Said to have been a pupil of Federico Barocci, Lilio created a popular niche for himself by painting allegories for aristocratic audiences. In fact, it is altogether possible that Lilio collaborated for the illustrations of Cesare Ripa's Iconologia, which was a popular source for such motifs for a very long time.
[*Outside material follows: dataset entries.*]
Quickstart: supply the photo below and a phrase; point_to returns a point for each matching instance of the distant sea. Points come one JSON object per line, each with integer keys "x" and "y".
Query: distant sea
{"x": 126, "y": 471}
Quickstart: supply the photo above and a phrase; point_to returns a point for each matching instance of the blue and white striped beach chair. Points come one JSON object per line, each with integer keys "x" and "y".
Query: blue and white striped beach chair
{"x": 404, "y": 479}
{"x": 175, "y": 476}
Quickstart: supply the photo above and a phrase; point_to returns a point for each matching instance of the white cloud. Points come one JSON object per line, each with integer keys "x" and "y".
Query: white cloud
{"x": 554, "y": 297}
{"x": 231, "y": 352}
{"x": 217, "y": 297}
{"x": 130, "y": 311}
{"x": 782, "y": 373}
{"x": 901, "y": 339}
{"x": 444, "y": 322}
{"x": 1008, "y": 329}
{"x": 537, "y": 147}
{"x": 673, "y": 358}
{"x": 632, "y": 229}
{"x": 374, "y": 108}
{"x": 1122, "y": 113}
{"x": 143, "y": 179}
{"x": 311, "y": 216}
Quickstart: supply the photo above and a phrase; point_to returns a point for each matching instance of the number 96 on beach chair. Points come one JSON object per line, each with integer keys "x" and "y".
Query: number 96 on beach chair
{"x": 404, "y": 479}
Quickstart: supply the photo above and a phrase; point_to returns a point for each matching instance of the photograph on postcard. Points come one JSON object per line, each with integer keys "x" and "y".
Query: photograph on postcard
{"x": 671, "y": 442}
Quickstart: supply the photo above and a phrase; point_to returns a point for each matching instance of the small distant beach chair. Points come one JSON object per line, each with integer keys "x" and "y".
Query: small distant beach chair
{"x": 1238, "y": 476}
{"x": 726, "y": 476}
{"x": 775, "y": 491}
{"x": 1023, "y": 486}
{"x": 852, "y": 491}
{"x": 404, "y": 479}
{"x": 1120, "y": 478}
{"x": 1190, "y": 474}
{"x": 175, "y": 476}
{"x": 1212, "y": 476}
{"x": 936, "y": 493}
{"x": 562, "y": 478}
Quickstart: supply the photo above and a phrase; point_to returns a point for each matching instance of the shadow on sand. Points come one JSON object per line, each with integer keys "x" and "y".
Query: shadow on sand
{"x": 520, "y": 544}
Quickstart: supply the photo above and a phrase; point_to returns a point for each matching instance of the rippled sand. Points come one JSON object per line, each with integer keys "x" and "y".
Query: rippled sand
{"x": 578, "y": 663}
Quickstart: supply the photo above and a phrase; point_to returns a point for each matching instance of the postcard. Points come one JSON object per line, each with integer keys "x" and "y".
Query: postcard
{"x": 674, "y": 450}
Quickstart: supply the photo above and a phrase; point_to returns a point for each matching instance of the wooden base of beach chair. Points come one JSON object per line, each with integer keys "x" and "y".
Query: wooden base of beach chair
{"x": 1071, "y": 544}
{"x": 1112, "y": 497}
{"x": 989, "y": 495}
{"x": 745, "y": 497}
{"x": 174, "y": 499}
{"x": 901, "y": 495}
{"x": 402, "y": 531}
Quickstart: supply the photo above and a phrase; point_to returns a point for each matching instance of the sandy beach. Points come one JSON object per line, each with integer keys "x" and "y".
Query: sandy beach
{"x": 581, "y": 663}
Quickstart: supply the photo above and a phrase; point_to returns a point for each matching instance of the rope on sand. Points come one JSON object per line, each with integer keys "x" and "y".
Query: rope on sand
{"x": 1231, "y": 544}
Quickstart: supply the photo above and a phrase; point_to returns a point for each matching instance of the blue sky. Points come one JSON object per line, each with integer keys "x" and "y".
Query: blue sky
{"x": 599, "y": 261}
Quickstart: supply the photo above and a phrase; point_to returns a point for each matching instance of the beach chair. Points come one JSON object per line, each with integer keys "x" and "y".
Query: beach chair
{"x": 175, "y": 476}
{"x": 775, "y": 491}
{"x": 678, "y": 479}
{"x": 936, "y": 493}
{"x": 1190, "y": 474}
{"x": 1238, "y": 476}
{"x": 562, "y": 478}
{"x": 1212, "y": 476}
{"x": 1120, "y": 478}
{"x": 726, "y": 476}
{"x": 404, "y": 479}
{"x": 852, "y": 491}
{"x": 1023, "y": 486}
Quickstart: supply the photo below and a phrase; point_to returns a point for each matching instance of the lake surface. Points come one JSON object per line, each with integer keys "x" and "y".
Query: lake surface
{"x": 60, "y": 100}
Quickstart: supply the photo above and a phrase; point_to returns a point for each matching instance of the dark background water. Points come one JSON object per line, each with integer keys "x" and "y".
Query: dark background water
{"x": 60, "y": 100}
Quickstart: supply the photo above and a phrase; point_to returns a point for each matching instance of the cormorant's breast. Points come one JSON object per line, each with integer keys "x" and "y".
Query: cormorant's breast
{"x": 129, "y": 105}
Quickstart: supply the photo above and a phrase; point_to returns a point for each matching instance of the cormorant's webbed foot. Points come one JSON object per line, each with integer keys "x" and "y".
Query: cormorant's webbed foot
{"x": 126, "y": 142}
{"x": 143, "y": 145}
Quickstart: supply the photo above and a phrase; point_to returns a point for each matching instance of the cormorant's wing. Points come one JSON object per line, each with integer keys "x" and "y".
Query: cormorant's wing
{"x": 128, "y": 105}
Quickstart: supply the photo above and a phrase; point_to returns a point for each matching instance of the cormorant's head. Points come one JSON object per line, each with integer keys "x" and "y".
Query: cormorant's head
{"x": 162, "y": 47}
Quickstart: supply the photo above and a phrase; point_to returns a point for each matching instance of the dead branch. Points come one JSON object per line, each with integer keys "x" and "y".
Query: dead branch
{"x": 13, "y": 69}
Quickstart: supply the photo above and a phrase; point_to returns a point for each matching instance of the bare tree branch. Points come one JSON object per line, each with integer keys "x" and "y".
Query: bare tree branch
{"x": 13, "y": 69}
He died at Ascoli Piceno.

In a chapel of the Chiesa Nuova, he painted The Archangel Michael driving fallen angels from Heaven. He continued to ornament churches and convents of Rome during the reign of Pope Clement VIII.

One of his masterpieces, the Martyrdom of Saint Lawrence, was painted for Santa Caterina in Ancona. He painted the Christ Washing the Feet of His Disciples for the nave of Santa Maria Maggiore in Rome. He also was part of the team active in the painting of the Sistine chapel (chapel of Nativity) in Santa Maria Maggiore. For the cathedral of Fano, he painted a picture of All Saints.

Four new allegorical paintings by Lilio were identified in Milan's Bagatti Valsecchi Museum, Milan.